One consolation for humanists about the contemporary crisis of the humanities in America is that it is centuries old. "Perhaps the time is already come," Emerson encouraged the members of the Phi Beta Kappa Society at Harvard in 1837, "when the sluggard intellect of this continent will look from under its iron lids, and fill the postponed expectation of the world with something better than the exertions of mechanical skill." "By the time a man was old enough to have a son in college," Woodrow Wilson admonished the delegates to the 1910 convention of the Association of American Universities, in a speech entitled The Importance of the Arts Course as Distinct from the Professional and Semi-professional Courses, "he had become so immersed in some one special interest that he no longer comprehended the country and age in which he was living." "Few observers of higher education would deny," Duke University vice-provost for interdisciplinary studies Cathy Davidson and University of California Humanities Research Institute director David Theo Goldberg declared in The Chronicle of Higher Education in 2004, "that support for the humanities is declining in an environment in which universities are increasingly ordered according to the material interests, conditions, and designs of the sciences, technology, and the professions."

While we praise (and generally share) the cultural commitments that underlie Emerson's, Wilson's, and Davidson and Goldberg's briefs for the humanities, we think that the time has come to bury their rhetoric. We do not pretend to have discovered exactly how to lay traditional descriptions and defenses of the humanities to rest, let alone to have devised an entirely adequate alternative promotional discourse for what we do and value. But we believe that such formulations as the ones we have quoted are flawed and self-defeating, at once hobbled from effectively performing the public advocacy they intend and ill-suited to represent the sort of humanities work that takes place not only within but beyond and, increasingly, across the walls of contemporary American universities.

The appeals of Emerson, Wilson, and Davidson and Goldberg, though composed in different centuries, are all predicated upon an assumed divide between instrumental and humanistic endeavors, and between non-academic and academic environments and communities. Under this standard, the humanities enters the contest for popular interest and support by representing itself as a restricted domain and conceding the field of direct and productive activity to its adversary. What Davidson and Goldberg call "the province of the humanities" is thus doomed to seem both provincial — marginal, ancillary — and rarefied. And it is so doomed whether that province is imagined (or governed) conservatively or radically, as a space of cultivation or a space of critique. By the characteristic implication of its spokespersons, the humanities — as Auden remarked of poetry and Fish said of theory — makes nothing happen.

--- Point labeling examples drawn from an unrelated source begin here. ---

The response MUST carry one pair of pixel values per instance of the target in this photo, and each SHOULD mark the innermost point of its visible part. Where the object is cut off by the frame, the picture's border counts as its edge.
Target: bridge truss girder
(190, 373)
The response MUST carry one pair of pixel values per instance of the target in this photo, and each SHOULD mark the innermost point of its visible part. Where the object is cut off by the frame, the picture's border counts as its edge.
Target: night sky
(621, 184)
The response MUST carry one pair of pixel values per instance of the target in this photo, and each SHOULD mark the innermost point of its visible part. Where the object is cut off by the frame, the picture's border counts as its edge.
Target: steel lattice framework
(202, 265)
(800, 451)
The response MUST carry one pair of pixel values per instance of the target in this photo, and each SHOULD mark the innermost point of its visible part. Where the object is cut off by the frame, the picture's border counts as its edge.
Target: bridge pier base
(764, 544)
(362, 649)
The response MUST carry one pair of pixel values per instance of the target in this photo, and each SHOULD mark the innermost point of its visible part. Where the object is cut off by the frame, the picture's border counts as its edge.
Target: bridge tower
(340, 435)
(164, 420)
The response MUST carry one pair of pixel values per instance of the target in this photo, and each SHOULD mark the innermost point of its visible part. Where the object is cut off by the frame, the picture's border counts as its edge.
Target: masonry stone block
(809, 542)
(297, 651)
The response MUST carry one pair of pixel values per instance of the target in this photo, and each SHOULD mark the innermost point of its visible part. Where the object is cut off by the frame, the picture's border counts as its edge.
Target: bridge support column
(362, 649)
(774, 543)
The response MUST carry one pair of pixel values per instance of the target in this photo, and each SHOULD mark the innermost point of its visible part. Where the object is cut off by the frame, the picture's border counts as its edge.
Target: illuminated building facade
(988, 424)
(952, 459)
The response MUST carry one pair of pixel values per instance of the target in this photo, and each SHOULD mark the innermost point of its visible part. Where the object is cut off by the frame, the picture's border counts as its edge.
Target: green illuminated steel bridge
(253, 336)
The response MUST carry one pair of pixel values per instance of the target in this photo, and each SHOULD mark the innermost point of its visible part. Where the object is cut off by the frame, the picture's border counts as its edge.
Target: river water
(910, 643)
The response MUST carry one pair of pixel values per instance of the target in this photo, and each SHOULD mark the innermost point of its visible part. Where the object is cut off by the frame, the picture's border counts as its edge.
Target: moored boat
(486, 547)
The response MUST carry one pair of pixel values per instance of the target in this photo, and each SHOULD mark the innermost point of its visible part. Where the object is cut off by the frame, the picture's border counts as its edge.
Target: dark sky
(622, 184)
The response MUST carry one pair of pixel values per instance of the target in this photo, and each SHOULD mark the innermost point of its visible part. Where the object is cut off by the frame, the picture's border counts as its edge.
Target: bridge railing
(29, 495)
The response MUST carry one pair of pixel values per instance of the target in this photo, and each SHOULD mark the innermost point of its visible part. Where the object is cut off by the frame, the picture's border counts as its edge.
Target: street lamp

This is the unfortunate implication of Davidson and Goldberg's rhetoric, from their essay's title on. "A Manifesto for the Humanities in a Technological Age" disclaims not only the age but also practical skill and constructiveness (techne-), leaving the humanities unmanifest and abstractly, sometimes abjectly, propositional: "We have much to offer, and we need to be assertive in defining our contribution, labeling it, and getting our message heard." The authors proceed to offer "seven characterizations of the humanities," each of which they identify by an epigrammatic label: "History matters"; "Relationality reveals"; "Conscience and critical memory trouble"; "Creativity counts"; "Social policy contains social assumptions and values"; "Communication clarifies"; "Diversity is important"; and "Linguistic diversity is essential to real heterogeneity." Again, we should stress that we assent to these propositions and agree that they adumbrate some of the work and worth of the humanities. Yet it is noteworthy and problematic, we think, that in all but one of Davidson and Goldberg's characterizations, the subject is unincarnate and the verb is intransitive.

The exception, proposition five, is the one case in which the humanities are aligned with the objects ("social assumptions and values") that the substantive subject ("policy") contains and conceals. Davidson and Goldberg gloss this proposition as follows: "The humanities, social in character even if all...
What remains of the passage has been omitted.